SAN FRANCISCO — San Francisco. -- The rapid and continuing expansion of the information industry could be just what the union doctors ordered -- a rare chance for the country's struggling labor movement to regain its long dwindling power and influence.
The largely non-union firms along the so-called Information Superhighway provide labor with its greatest opportunity -- and greatest challenge -- since the 1930s. Unions rose to great prominence then by organizing the heavy industries that had come to dominate the economy. Now they are faced with unionizing the information industry that is coming to dominate today's economy, a task at least as difficult but potentially at least as rewarding.
No one knows better than Morton Bahr, president of the Communications Workers of America, one of the nation's largest and most important unions. Most of the CWA's 700,000 members work in the telecommunications, cable, broadcasting, printing and entertainment fields in which employers are combining to form new multimedia operations on the ''Information Superhighway.''
Mr. Bahr accurately describes many of the newly formed enterprises as ''aggressively anti-union.'' He says the crucial question is, ''Will they be able to evade unionization. . . . Will they be allowed to run away from fair labor standards while thumbing their noses at the Clinton administration's goal of creating more high-wage jobs in this exploding new field?''
Trying to make certain that won't happen will be ''our mission for the rest of the decade,'' he promises.
The mission is not only to organize employees of the new non-union firms, but also to protect CWA members at the older firms. Their employers will find it increasingly difficult to resist the competitive pressure of the new companies -- what Mr. Bahr foresees as ''the inevitable downward pressure on our union-won wages, benefits and working conditions'' that will occur if the companies aren't unionized.

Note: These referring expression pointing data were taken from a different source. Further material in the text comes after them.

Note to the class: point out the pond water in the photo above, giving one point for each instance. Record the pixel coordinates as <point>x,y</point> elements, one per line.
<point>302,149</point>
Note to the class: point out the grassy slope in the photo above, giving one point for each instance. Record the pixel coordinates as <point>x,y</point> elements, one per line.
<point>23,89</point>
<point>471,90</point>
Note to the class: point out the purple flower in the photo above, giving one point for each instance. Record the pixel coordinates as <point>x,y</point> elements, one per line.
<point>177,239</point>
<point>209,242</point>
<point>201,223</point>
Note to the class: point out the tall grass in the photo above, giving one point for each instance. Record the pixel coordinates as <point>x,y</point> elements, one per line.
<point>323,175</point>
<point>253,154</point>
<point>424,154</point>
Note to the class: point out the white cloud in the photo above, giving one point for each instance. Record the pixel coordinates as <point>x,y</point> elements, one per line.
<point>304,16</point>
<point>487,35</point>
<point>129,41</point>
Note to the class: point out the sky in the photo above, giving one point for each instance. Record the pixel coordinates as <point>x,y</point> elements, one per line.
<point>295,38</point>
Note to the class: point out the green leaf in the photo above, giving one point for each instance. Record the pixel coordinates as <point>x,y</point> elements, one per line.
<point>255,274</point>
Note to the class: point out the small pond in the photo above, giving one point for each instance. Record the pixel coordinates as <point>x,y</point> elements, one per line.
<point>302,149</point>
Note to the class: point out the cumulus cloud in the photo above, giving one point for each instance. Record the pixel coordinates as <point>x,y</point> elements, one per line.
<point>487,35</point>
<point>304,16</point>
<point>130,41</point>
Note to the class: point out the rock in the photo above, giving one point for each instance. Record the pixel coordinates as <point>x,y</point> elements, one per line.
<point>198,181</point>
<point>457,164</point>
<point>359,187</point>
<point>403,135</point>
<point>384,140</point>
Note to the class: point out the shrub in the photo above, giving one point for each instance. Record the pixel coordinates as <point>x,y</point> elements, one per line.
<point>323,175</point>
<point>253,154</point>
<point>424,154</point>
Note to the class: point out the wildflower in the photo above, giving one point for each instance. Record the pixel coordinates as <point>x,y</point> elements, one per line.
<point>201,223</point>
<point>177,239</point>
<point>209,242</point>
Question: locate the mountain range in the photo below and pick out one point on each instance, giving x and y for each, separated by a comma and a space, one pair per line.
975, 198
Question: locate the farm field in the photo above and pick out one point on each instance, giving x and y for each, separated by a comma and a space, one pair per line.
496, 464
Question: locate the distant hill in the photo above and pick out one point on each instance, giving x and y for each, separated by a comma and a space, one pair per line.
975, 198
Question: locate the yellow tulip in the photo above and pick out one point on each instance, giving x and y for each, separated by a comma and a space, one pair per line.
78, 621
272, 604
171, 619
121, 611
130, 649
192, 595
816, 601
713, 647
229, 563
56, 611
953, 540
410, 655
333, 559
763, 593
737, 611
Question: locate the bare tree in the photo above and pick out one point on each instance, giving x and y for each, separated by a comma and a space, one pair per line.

Nearly 3 million workers are involved, people who produce and distribute information, build and maintain communication networks, sell products, service customers, provide entertainment.
The organizers' first targets are cable television firms, which pose the greatest immediate threat to the status of CWA members. Only about 5 percent of the country's 95,000 cable TV workers are unionized. The others earn only about 60 percent of what CWA-represented telephone-company employees get for similar work. What's more, cable companies pay out only about $3,000 a year in benefits, two-thirds less than paid out by phone companies.

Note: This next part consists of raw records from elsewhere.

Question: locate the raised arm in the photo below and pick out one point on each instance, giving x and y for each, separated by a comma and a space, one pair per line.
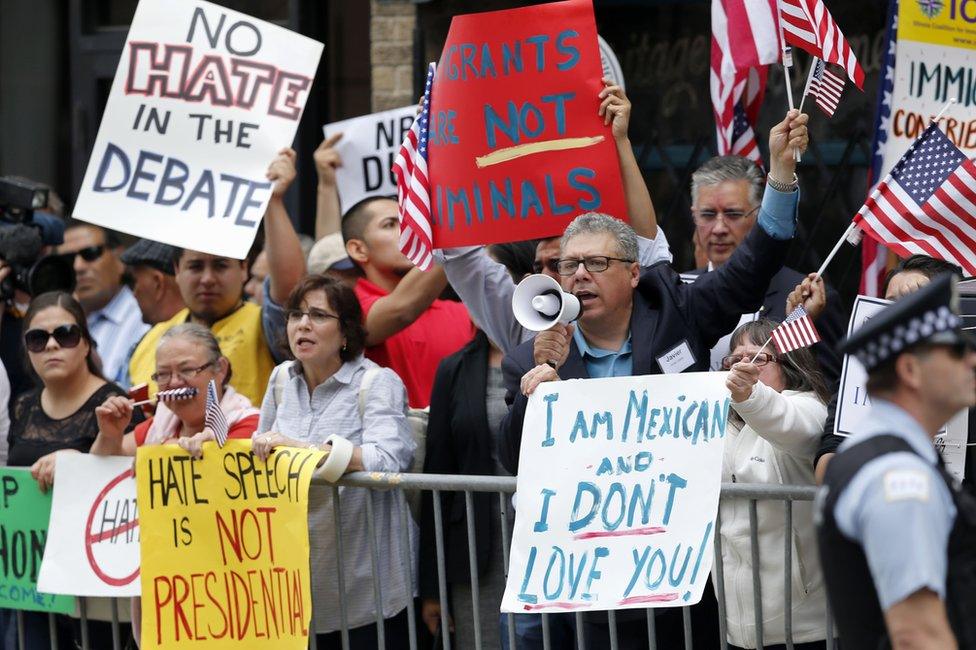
615, 110
286, 262
328, 214
411, 297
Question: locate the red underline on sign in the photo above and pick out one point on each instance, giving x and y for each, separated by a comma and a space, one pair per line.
532, 608
531, 148
115, 532
655, 598
650, 530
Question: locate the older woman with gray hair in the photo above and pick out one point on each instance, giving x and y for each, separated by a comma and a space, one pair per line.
188, 358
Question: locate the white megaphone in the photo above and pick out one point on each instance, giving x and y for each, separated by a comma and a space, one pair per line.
539, 303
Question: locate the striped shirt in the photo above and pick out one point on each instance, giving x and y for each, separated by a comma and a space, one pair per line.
387, 445
117, 328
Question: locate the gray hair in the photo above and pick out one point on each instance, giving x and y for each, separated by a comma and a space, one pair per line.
595, 223
729, 168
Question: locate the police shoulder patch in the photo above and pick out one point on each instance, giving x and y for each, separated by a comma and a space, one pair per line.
906, 485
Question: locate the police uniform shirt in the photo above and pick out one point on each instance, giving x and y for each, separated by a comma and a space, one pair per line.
898, 508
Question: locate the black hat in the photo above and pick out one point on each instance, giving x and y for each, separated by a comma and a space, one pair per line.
929, 315
147, 252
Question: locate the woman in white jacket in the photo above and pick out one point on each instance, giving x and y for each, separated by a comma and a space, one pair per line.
778, 412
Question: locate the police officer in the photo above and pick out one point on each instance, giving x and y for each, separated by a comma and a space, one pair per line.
897, 534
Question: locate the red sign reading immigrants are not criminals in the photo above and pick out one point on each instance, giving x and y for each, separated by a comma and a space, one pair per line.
516, 148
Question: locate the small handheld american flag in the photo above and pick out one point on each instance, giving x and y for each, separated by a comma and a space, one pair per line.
826, 87
413, 187
796, 332
214, 416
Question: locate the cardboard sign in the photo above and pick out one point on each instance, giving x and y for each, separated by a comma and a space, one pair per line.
93, 537
516, 148
368, 147
935, 61
853, 403
618, 489
24, 513
225, 554
203, 99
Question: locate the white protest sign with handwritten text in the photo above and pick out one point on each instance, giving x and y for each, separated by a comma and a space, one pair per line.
368, 146
93, 536
203, 99
853, 403
618, 489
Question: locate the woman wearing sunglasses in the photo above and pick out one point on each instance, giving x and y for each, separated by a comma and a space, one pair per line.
777, 416
188, 357
331, 397
58, 417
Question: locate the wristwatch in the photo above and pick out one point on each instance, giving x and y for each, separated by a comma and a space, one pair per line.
783, 187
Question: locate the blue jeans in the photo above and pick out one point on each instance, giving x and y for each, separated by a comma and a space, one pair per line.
528, 631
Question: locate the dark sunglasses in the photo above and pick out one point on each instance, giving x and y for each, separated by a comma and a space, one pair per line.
66, 336
89, 253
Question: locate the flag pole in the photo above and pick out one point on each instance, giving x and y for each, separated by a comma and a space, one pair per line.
850, 228
787, 64
806, 88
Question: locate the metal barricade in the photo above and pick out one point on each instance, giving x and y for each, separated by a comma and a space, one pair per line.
503, 487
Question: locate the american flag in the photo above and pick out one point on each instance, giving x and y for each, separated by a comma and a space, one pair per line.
927, 203
213, 416
796, 332
744, 43
808, 25
826, 87
413, 187
874, 256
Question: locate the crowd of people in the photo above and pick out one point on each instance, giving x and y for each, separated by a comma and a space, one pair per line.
348, 347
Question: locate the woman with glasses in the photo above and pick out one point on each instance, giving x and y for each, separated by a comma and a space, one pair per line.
333, 398
187, 357
56, 418
59, 416
777, 415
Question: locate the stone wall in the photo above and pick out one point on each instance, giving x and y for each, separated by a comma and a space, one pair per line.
392, 24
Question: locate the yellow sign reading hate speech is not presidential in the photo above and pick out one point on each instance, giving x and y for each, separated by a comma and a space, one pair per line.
225, 556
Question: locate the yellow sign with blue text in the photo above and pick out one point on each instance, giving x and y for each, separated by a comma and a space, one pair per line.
225, 555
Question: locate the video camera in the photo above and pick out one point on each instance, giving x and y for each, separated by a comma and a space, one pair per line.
23, 234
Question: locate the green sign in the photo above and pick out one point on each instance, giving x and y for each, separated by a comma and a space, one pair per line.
24, 512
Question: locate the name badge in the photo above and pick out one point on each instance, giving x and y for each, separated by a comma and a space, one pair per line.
677, 359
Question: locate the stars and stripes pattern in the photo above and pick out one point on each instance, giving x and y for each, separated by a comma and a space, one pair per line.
744, 43
927, 203
826, 87
796, 332
874, 256
807, 24
413, 187
214, 418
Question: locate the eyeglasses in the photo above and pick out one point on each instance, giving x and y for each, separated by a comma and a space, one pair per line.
66, 336
593, 264
708, 217
89, 253
317, 316
761, 360
186, 374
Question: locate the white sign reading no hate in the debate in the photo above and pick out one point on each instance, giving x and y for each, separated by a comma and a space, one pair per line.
368, 146
203, 99
618, 489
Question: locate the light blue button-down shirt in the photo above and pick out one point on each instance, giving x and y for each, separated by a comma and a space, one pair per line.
602, 363
117, 328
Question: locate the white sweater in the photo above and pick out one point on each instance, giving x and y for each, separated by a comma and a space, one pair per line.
776, 446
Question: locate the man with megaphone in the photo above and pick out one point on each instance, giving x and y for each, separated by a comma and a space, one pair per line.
635, 321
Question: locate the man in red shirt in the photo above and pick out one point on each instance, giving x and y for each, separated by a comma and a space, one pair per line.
408, 328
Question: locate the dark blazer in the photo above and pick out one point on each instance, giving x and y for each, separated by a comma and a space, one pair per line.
458, 442
666, 313
832, 323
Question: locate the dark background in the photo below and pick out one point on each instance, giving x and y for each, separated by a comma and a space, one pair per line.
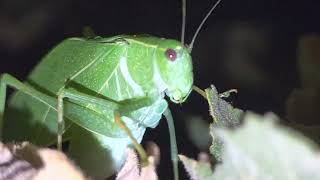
246, 44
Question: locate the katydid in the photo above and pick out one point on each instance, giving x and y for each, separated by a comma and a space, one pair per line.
83, 85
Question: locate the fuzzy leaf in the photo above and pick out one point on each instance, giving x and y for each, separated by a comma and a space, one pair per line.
196, 170
223, 114
261, 150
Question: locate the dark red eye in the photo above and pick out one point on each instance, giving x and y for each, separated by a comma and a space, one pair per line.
171, 54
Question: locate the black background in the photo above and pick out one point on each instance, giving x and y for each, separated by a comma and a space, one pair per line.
265, 33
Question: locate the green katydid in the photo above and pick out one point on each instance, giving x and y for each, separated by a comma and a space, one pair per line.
83, 85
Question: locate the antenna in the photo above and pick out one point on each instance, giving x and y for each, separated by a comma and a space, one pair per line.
201, 24
183, 27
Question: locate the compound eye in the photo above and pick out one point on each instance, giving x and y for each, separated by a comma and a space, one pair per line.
171, 54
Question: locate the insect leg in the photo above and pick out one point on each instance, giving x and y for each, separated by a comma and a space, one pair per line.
173, 143
9, 80
139, 148
80, 97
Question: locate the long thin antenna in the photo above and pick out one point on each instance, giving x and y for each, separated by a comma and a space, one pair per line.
201, 24
183, 26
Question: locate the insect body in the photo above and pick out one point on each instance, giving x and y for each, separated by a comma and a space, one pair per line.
82, 86
131, 74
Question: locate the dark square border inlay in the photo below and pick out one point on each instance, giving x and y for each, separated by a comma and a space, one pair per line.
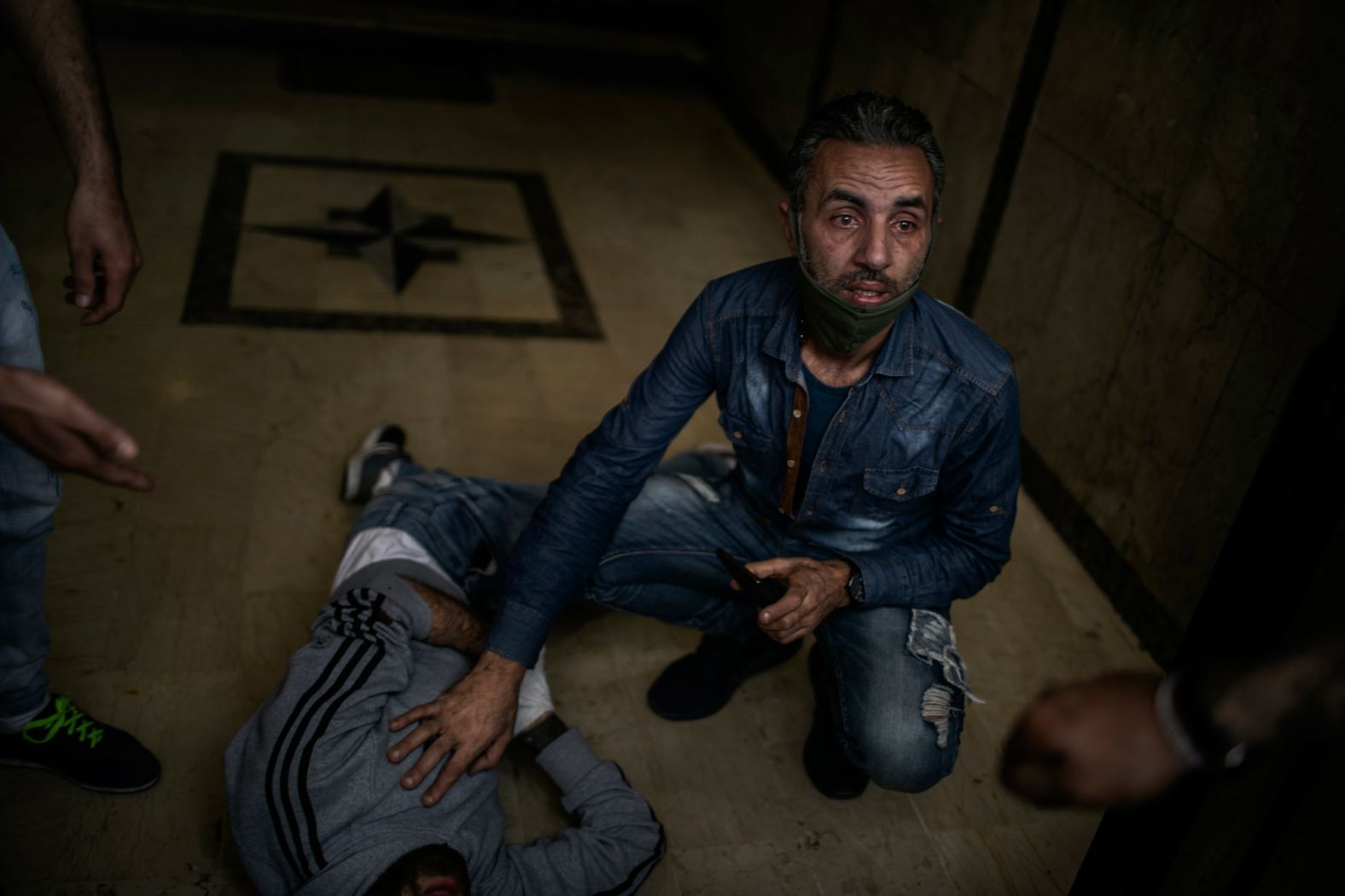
217, 251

Larry Cohen, the CWA's director of organization, says the cable firms are typical of the union's targets: ''They fight organizing every step of the way.''
No less hostile are employers in the mushrooming cellular/wireless communication field, probably the most rapidly growing branch of the information industry. It's almost 100 percent non-union.
It obviously won't be easy going for the Communications Workers. But don't forget that the union once managed to organize virtually the entire telephone industry, in those days before an ''Information Superhighway'' was even thought of, and managed to retain its strength despite deregulation of the industry and the onset of many small non-union phone companies.
It is not working alone. The AFL-CIO fully backs its efforts, and unions in related fields -- the International Typographical Union and National Association of Broadcast Employees and Technicians among them -- have merged with the CWA in order to present a tightly united front.
Even that may not be enough for a union victory. But if it is, it will be labor's greatest victory in more than six decades.
Dick Meister is a veteran labor reporter.